KhronosGroup / NNEF-Tools

The NNEF Tools repository contains tools to generate and consume NNEF documents
https://www.khronos.org/nnef
222 stars 57 forks source link

support for QUANTIZE and DEQUANTIZE operations #118

Closed antoine-n closed 4 years ago

antoine-n commented 4 years ago

hi, I have a model in TFLite format which I quantized via "full integer quantization of weights and activations" under tensorflow-2.1 (https://www.tensorflow.org/model_optimization/guide/quantization/index#full_integer_quantization_of_weights_and_activations), the resulting .tflite file contains QUANTIZE and DEQUANTIZE operations. When trying to convert this model from TFLITE to NNEF I get the error: AssertionError: No tflite_to_tf_py converter for QUANTIZE I looked at the converter code and I can see in ./nnef_tools/conversion/tensorflow/tflite_to_tf_py.py that these operator are UNSUPPORTED, so my question is: Is there a chance that these operations will be supported in NNEF-tools in near future?

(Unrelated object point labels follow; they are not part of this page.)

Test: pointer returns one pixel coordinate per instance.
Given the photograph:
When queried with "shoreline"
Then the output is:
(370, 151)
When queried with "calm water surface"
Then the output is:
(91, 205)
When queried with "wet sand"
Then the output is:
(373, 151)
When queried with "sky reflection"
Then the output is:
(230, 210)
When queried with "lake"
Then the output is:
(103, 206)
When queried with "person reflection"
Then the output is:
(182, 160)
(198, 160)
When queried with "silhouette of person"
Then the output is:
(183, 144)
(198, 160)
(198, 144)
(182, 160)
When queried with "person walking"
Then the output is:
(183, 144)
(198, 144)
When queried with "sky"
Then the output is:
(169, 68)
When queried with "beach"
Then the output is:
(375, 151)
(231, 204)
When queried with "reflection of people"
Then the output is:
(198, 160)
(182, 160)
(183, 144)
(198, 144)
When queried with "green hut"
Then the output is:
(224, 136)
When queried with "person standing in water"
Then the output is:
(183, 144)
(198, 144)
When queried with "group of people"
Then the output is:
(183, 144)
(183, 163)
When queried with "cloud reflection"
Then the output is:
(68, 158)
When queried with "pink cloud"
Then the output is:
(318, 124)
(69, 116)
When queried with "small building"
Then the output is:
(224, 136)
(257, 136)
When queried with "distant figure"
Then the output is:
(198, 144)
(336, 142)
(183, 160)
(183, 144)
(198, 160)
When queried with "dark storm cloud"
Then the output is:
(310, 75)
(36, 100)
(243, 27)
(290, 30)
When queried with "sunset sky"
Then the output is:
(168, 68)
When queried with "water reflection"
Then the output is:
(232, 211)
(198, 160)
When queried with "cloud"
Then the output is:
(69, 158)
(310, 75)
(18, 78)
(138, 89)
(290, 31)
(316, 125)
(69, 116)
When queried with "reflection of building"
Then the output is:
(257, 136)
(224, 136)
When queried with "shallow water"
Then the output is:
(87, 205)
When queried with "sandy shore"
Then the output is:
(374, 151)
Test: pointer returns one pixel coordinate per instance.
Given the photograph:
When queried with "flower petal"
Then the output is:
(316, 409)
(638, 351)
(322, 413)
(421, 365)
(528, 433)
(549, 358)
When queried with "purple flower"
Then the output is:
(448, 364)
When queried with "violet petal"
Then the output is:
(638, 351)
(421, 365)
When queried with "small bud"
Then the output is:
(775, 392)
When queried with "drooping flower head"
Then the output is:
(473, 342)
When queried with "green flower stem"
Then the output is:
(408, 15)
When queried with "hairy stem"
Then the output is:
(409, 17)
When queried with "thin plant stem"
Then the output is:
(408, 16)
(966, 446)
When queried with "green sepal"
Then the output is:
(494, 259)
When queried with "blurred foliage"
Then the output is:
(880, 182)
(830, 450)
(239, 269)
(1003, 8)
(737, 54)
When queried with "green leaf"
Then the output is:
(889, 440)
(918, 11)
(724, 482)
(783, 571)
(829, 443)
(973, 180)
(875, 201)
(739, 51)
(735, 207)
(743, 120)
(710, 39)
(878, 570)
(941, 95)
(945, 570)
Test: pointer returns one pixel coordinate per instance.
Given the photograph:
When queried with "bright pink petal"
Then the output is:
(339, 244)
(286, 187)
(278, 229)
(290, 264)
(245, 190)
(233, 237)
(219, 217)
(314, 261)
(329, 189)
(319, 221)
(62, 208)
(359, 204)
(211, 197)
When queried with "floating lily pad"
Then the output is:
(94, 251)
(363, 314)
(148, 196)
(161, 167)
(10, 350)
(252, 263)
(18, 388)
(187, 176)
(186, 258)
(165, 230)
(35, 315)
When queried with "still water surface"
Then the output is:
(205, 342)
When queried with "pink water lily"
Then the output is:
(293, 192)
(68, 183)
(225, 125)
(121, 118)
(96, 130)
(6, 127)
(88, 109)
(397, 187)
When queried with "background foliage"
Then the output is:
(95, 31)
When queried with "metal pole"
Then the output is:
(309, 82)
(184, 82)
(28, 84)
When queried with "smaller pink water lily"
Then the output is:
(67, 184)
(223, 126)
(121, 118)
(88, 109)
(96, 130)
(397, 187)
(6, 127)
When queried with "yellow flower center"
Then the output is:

gyenesvi commented 4 years ago

Hi, I don't quite understand why the tflite file contains quantize and dequantize ops. In tflite, the whole model (all ops) should be quantized, so it should not explicitly contain such ops as far as I understand. Also, in the list of tflite ops, I don't see such an op. I can see that TF itself contains such ops. However, I also found some issue that says that to get a proper tflite result, the original tf file should not contain such ops, but, fake_quantize ops, that's what tflite can convert to proper quantization:

https://github.com/tensorflow/tensorflow/issues/20272

So are you sure you are using tflite the way it is intended to? Or can you point me to some link that explains how quantize and dequantize should be used in tflite?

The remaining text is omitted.